Aurora Cardiovascular and Thoracic Services, Aurora Sinai/Aurora St. Luke’s Medical Centers


Background: Cardiac tumors are usually metastatic. Melanoma is the tumor with the highest rate of cardiac metastasis. Clinicians need to be aware of the metastatic involvement of the left ventricular apex as a differential diagnosis of apical hypertrophic cardiomyopathy.

Case summary: A 74-year-old woman presented for evaluation of fatigue. The initial electrocardiogram and echocardiogram showed features of apical hypertrophic cardiomyopathy. The patient reported a lesion on her right forearm that had been present for many years, leading to its biopsy, which showed melanoma. Further evaluation with a chest-computed tomography (CT) scan showed left lung nodules and nodular thickening of the left ventricular apex. Positron emission tomography showed an increased uptake of fluorodeoxyglucose in the left lung nodule and left ventricular apex, suggestive of metastatic spread of the melanoma. A CT-guided biopsy of the left lung nodule revealed melanoma. The patient was treated with ipilimumab initially, followed by paclitaxel with poor response to treatment, and later passed under hospice care.
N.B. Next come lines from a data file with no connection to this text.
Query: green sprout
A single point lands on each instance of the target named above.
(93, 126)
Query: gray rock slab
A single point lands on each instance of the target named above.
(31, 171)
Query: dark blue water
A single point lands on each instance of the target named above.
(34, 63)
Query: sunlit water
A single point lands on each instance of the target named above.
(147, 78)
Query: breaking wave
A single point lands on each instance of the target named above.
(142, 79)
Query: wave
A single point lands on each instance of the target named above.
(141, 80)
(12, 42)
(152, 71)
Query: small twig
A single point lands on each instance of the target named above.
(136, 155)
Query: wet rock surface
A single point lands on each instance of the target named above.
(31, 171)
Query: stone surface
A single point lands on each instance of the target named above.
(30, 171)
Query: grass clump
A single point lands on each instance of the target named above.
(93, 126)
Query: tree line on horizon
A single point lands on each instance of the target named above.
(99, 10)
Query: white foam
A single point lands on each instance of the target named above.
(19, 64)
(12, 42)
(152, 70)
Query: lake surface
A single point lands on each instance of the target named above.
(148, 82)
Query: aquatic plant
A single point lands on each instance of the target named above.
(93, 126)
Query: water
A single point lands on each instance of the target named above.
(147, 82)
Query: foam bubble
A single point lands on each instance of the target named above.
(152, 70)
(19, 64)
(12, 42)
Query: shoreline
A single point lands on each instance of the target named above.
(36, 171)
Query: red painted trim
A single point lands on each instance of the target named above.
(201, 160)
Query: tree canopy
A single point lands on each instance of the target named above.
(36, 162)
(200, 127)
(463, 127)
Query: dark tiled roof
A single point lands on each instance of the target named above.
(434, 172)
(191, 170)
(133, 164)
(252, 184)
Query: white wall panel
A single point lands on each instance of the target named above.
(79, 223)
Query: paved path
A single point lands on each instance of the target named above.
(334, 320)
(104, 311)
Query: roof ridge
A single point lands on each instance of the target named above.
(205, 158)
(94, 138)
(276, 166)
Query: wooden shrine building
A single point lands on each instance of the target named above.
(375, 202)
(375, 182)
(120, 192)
Conclusion: Metastatic tumors involving the left ventricular apex should be considered in the differential diagnosis of apical hypertrophic cardiomyopathy, especially in patients with a history of melanoma, and advanced cardiac imaging, including cardiac magnetic resonance imaging, CT, and/or positron emission tomography (PET) may help with narrowing down the differential diagnosis.